Skip tests if scsi_debug module is already loaded and in use#218

Closed
disgoel wants to merge 1 commit intolinux-blktests:masterfrom
disgoel:fix-scsi-debug
Closed

Skip tests if scsi_debug module is already loaded and in use#218
disgoel wants to merge 1 commit intolinux-blktests:masterfrom
disgoel:fix-scsi-debug

Conversation

@disgoel
Copy link
Copy Markdown
Contributor

@disgoel disgoel commented Nov 26, 2025

Several tests across block/, scsi/, dm/, md/, zbd/, nvme/ require exclusive access to the scsi_debug module because they load, unload or reconfigure it. When scsi_debug is already loaded by the environment (e.g., by another driver or a previous setup), these tests fail with:

modprobe: FATAL: Module scsi_debug is in use.
Unloading scsi_debug failed
# lsmod | grep scsi_debug
scsi_debug            327680  4

Instead of modifying common rc files—which would overskip unrelated tests, this patch adds _module_not_in_use scsi_debug only to the tests that actually depend on exclusive access to scsi_debug.

@kawasaki
Copy link
Copy Markdown
Collaborator

kawasaki commented Jan 4, 2026

@disgoel Thanks for the idea. It is interesting for me, and I would like to think about it. When the scsi_debug is a loadable module, it makes sense that the scsi_debug is not loaded before running each of the test cases, probably. I wonder how the check can be done when the scsi_debug is built-in.
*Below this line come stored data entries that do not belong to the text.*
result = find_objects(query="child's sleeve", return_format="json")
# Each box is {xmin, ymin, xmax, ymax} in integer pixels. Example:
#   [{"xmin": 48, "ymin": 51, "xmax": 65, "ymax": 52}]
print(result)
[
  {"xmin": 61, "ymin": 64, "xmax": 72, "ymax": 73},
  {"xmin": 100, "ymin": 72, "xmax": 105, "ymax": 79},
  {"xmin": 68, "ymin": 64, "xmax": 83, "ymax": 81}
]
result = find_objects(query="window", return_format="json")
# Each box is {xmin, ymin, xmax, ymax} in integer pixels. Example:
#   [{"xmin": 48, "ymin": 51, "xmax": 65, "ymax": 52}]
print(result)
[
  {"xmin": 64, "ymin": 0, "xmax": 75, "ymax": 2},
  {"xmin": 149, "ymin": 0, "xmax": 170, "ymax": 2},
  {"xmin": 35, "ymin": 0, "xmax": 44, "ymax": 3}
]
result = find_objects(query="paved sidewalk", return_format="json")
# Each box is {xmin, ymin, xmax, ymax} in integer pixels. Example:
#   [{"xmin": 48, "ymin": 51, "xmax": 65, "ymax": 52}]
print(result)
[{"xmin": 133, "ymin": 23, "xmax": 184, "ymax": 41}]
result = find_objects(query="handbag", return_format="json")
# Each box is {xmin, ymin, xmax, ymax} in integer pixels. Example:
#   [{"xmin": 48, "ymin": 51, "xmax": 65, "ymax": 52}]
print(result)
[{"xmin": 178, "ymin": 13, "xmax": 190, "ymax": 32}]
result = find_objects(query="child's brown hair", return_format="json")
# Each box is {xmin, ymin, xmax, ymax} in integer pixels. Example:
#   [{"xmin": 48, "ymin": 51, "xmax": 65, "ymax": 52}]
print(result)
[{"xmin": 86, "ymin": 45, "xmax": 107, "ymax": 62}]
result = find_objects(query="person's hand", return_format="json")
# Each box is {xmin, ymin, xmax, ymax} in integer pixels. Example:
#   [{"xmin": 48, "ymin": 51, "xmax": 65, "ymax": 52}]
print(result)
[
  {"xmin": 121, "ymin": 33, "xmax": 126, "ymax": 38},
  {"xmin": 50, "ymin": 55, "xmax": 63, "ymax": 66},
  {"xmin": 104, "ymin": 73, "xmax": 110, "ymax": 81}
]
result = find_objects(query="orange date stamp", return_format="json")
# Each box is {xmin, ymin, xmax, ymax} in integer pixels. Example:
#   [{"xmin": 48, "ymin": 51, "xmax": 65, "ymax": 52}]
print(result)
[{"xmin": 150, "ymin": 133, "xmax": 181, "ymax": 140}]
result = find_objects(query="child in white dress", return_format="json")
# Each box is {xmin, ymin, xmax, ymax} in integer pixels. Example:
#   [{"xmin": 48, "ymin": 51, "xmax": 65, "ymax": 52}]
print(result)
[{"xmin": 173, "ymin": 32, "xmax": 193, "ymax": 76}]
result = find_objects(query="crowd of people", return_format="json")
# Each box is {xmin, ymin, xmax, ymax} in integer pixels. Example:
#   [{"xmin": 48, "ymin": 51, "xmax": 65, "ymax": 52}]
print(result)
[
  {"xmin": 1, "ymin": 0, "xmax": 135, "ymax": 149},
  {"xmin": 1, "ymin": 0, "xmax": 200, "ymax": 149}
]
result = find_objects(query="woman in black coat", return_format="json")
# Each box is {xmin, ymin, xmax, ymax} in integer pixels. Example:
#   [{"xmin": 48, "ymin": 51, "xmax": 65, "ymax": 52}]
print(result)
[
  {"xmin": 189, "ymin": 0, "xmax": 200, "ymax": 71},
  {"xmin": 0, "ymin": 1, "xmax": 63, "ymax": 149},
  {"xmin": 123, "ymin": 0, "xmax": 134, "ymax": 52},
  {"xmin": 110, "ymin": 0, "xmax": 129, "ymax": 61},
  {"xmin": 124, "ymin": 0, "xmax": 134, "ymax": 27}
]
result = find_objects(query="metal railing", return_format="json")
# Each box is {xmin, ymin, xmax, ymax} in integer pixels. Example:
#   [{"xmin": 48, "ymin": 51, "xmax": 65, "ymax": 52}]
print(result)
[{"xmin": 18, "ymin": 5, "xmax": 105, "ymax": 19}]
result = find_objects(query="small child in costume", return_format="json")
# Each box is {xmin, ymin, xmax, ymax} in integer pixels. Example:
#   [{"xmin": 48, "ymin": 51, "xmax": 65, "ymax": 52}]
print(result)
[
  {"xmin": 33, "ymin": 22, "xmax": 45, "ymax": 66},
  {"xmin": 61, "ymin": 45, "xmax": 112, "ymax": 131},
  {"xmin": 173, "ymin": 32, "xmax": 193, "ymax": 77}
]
I took a look in the commit, but it looks missing the implementation of _module_not_in_use() function, doesn't it?

@disgoel
Copy link
Copy Markdown
Contributor Author

disgoel commented Jan 9, 2026

I took a look in the commit, but it looks missing the implementation of _module_not_in_use() function, doesn't it?

The function already exists.
https://github.com/linux-blktests/blktests/blob/master/common/rc#L95

@disgoel
Copy link
Copy Markdown
Contributor Author

disgoel commented Jan 9, 2026

@disgoel Thanks for the idea. It is interesting for me, and I would like to think about it. When the scsi_debug is a loadable module, it makes sense that the scsi_debug is not loaded before running each of the test cases, probably. I wonder how the check can be done when the scsi_debug is built-in.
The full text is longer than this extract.